Summary

Health professionals who care for patients with life-limiting conditions may adopt a palliative approach. This can prevent and relieve suffering and improve the quality of life for patients through good symptom control and support for them and their families.

This report covers health service use in the last year of life across multiple settings (hospital and community) and includes when care started and ended, and patient characteristics (such as sociodemographic and diagnoses). Within the baseline study population (136,000 'predictable deaths') of those aged 40+ who died in the 2019–20 financial year, two overlapping sub-populations were defined – those receiving specialist palliative care ('SPC', 52,000 individuals), and those in need of palliative care (109,000). The analyses assess individuals in all states except WA and NT using data in the period mid-2018 to mid-2020 contained in the Australian Institute of Health and Welfare’s (AIHW) National Integrated Health Services Information (NIHSI) linked data asset.

The population in need of palliative care captured 80% of all predictable deaths in 2019–20. In the last year of life, 2 in 5 (41%) of the population in need of palliative care received specialist palliative care (SPC) and 94% consulted with a GP; 1 in 2 (54%) had consultations with other specialists (Figure 1a).

Most SPC was received around 15 days before death. Current evidence suggests at least 3 to 4 months of specialist palliative care provides the maximum benefit.

The SPC population is younger than the population not receiving SPC.

There were 164,400 deaths between July 2019 and June 2020. To ensure accurate comparisons with the hospital data, deaths in WA and the NT were excluded (totalling 14,345 deaths).

Consultations with non-palliative care specialists were far more common for those receiving specialist palliative care than those not receiving specialist palliative care (68% vs 42%).

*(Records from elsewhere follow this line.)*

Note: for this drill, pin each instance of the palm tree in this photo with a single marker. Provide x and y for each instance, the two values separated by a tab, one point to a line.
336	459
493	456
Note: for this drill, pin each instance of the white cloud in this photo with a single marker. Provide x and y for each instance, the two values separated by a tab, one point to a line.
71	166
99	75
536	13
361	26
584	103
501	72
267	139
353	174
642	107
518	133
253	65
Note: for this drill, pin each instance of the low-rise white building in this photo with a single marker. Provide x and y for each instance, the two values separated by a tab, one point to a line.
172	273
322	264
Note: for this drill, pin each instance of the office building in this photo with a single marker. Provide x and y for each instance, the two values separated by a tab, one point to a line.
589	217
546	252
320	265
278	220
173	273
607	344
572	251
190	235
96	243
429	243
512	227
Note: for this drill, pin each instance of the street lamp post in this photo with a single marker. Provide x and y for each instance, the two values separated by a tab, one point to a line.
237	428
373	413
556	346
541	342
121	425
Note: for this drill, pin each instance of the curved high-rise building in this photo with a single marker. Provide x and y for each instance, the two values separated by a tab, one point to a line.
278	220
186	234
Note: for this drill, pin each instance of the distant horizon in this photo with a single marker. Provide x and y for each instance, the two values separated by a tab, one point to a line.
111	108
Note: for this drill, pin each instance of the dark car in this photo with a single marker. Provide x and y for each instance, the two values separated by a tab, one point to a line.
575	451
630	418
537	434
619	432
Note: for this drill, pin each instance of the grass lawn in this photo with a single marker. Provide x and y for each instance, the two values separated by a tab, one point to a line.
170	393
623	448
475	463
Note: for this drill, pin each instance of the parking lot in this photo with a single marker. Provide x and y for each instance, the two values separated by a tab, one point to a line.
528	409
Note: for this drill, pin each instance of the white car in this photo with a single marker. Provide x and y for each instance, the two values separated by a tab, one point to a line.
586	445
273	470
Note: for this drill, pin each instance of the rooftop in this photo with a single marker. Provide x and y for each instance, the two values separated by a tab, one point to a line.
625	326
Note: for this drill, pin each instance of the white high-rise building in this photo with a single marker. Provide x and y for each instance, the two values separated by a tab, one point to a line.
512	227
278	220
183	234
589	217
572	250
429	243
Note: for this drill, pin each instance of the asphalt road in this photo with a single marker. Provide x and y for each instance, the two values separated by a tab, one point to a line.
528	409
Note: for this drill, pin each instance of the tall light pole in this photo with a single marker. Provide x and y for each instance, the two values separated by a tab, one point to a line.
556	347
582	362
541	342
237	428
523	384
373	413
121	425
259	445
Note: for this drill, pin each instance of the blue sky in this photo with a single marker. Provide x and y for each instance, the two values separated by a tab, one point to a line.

2 in 3 people dying from cancer received SPC. Cancer is responsible for 1 in 2 deaths in the SPC population, 3 times as high as in the population not receiving SPC.

Receipt of SPC is more common for those dying of renal or liver disease than for other non-cancer conditions.

On average, the likelihood of receiving SPC was greater for people living in major cities (compared to regional areas) and for those in socioeconomically advantaged areas (compared to disadvantaged).

For the population in need of palliative care, those dying of cancer were at least 5 times as likely to have Medicare-recorded consultations with palliative care specialist physicians than people dying from other causes (21% versus less than 4%).

Figure 1a: SPC service, cancer diagnosis and specialist consultations as proportions of the SPC population, compared with these as proportions of the population in need of palliative care

This figure compares the proportions of the SPC population with the population in need of palliative care in regards to SPC services, cancer diagnosis and specialist consultations. Broadly the proportions are higher for the SPC population across the board.

Figure 1b: Median number of days from first receipt of health service to death, by cause of death, for a population in need of palliative care

This figure shows the median number of days from first receipt of health service to death, by cause of death, for a population in need of palliative care.